Piece of Table: A Divide-and-Conquer Approach for Selecting Subtables in Table Question Answering
Wonjin Lee, Kyumin Kim, Sungjae Lee, Jihun Lee, Kwang In Kim
TL;DR
PieTa addresses the difficulty of applying language models to 2D tables under token-length constraints by iteratively partitioning tables into windows, selecting relevant cells per window, and uniting them to form subtables. This multi-resolution divide-and-conquer approach preserves cross-row/column dependencies while avoiding long-context inputs.
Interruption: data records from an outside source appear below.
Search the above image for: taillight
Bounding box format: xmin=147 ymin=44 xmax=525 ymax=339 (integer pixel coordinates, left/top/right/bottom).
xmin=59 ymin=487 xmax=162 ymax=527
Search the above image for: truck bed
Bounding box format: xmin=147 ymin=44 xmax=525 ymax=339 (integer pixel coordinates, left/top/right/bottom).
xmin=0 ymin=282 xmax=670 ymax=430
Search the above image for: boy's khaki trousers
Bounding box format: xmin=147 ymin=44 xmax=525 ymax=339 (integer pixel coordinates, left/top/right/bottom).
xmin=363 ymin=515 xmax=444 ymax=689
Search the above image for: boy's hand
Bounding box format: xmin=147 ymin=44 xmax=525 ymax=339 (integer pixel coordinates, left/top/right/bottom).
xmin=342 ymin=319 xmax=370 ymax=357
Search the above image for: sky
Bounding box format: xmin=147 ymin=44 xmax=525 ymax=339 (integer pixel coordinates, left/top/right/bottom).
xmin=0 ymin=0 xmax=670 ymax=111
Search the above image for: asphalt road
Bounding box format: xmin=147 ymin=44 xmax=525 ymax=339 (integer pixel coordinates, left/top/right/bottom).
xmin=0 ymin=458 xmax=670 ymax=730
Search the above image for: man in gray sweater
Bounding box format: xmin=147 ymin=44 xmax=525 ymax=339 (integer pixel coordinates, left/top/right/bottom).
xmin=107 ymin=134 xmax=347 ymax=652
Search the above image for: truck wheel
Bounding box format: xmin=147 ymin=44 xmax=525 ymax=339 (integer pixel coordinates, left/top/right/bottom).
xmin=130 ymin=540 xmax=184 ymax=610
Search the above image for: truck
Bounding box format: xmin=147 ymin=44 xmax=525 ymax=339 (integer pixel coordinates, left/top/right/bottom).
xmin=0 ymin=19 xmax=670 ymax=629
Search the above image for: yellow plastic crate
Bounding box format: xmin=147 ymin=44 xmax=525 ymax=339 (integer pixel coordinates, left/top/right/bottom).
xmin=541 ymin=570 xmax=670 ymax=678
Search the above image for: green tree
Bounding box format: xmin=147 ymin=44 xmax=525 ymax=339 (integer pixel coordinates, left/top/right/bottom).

The authors introduce a coordinate-based subtable representation, fine-tune a dedicated selector, and demonstrate substantial improvements on WikiTQ and WikiSQL across multiple readers, with subtables averaging about 13.9% of the original size. The work provides a flexible, robust subtable-based QA paradigm that can be integrated with various readers and extended to SQL-based retrieval, offering practical gains for large, real-world tables.
Abstract
Applying language models (LMs) to tables is challenging due to the inherent structural differences between two-dimensional tables and one-dimensional text for which the LMs were originally designed. Furthermore, when applying linearized tables to LMs, the maximum token lengths often imposed in self-attention calculations make it difficult to comprehensively understand the context spread across large tables. To address these challenges, we present PieTa (Piece of Table), a new framework for subtable-based question answering (QA). PieTa operates through an iterative process of dividing tables into smaller windows, using LMs to select relevant cells within each window, and merging these cells into a subtable. This multi-resolution approach captures dependencies across multiple rows and columns while avoiding the limitations caused by long context inputs. Instantiated as a simple iterative subtable union algorithm, PieTa demonstrates improved performance over previous subtable-based QA approaches.